In Pormpuraaw, our local team has been leading a significant project to reconnect the community with Elders passed, their stories and histories, and ensure this knowledge is continued for generations to come.
Pormpuraaw has five overgrown cemeteries with unmarked graves within each of them.
Many were shallow graves dug with baler shells with the deceased bound in paperbark before being covered with shell grit and buried.
The local Elders are the custodians of whom is buried where, their totem, clan and ancestry however these knowledge holders are nearing the end of their life.
Restoring Knowledge with the Local Burial Grounds
The RISE Pormpuraaw team have taken on the important task of restoring and maintaining the cemeteries, as requested by the Elders.
After they clean the cemeteries including groundskeeping, the team make concrete crosses with engraved plaques to mark graves.
In future, some of these cemeteries will have a map to the graves on a big board with a table and benches for resting.

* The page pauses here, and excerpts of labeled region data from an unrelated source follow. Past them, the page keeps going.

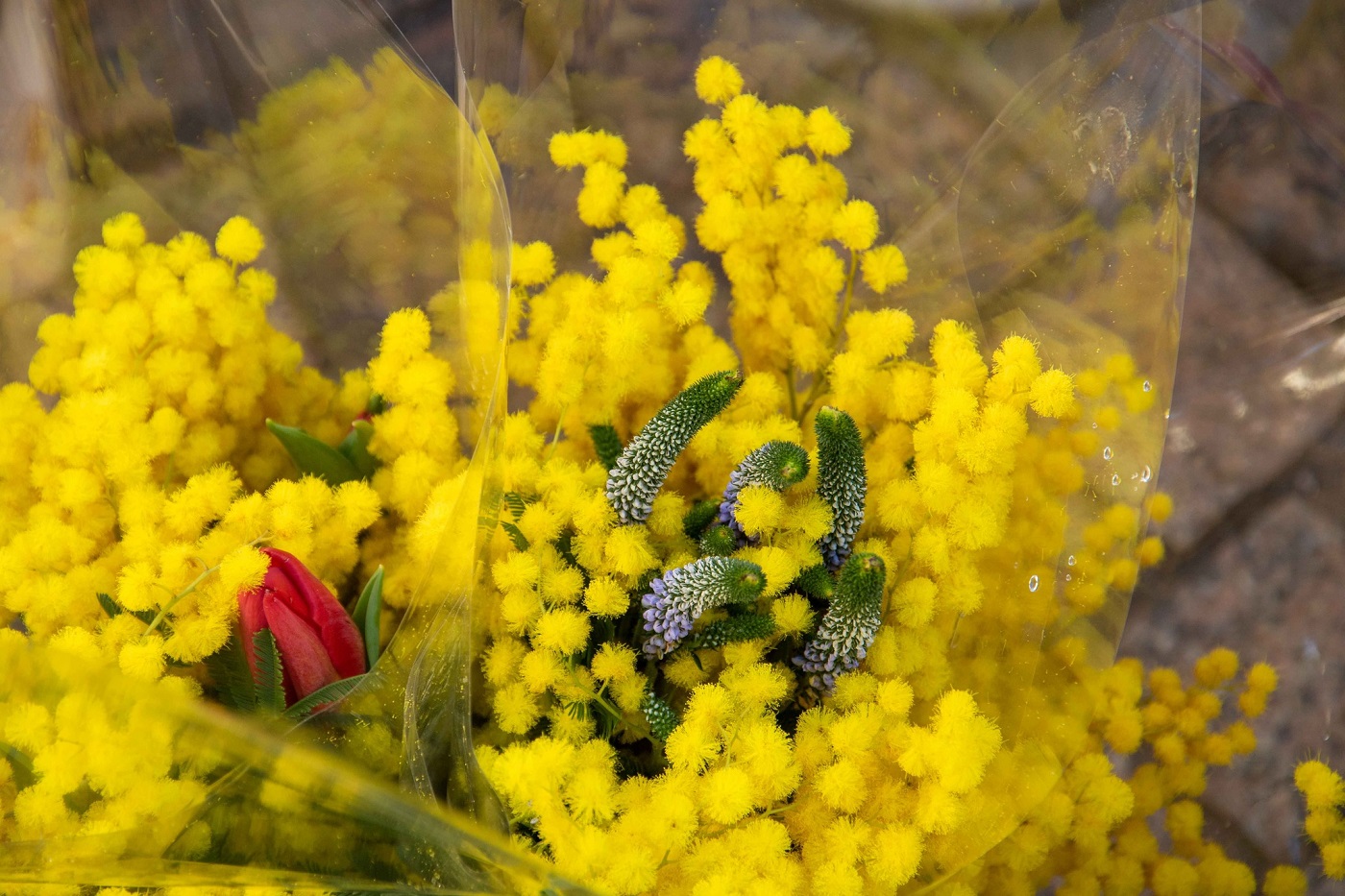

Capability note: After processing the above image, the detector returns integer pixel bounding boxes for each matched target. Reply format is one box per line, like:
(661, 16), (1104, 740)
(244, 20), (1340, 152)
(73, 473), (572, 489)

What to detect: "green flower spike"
(640, 690), (682, 739)
(606, 370), (743, 524)
(640, 557), (766, 659)
(813, 407), (868, 569)
(794, 554), (888, 691)
(687, 614), (774, 650)
(720, 441), (808, 541)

This project holds special significance for one of our team Supervisors, Darren. He carries a photo of his grandmother with him. He knew which cemetery his grandmother was buried in but not which grave.
In March, Syd Bruce, an Elder, returned from Cairns and showed him exactly where she was buried.
With this project, we hope that others like Darren can know where their ancestors are buried and have this marked long into the future.
Using Drone Mapping for Future Education and Storytelling
RISE Pormpuraaw Manager, Todd Sandes, is taking this project to the next level using drone technology.
He has been guiding the team to create 3D mapping of the cemeteries. This provides footage of the grave locations with information about the people buried there and their history added in the video editing stage.
The future vision is for an interactive experience where users can move around the map, clicking on sites to open up pictures, stories and ancestral history.
The stories of those laid to rest include the brutal actions of colonisation including the forced, 3-day manacled marches from the tin shed watch house in Pormpuraaw (still there to this day) to the courthouse in Coen. The accused were either convicted and sent to Palm Island or acquitted and left to find their own way home.
For now, Todd and the team are completing the video and photography, and organising the footage chronologically.
Todd is working with the Kowanyama Musuem, the Cairns Museum Research Department and the James Cook University Archaeology and Anthropology Departments to gain guidance and advice, borrow equipment and access local histories these institutions hold.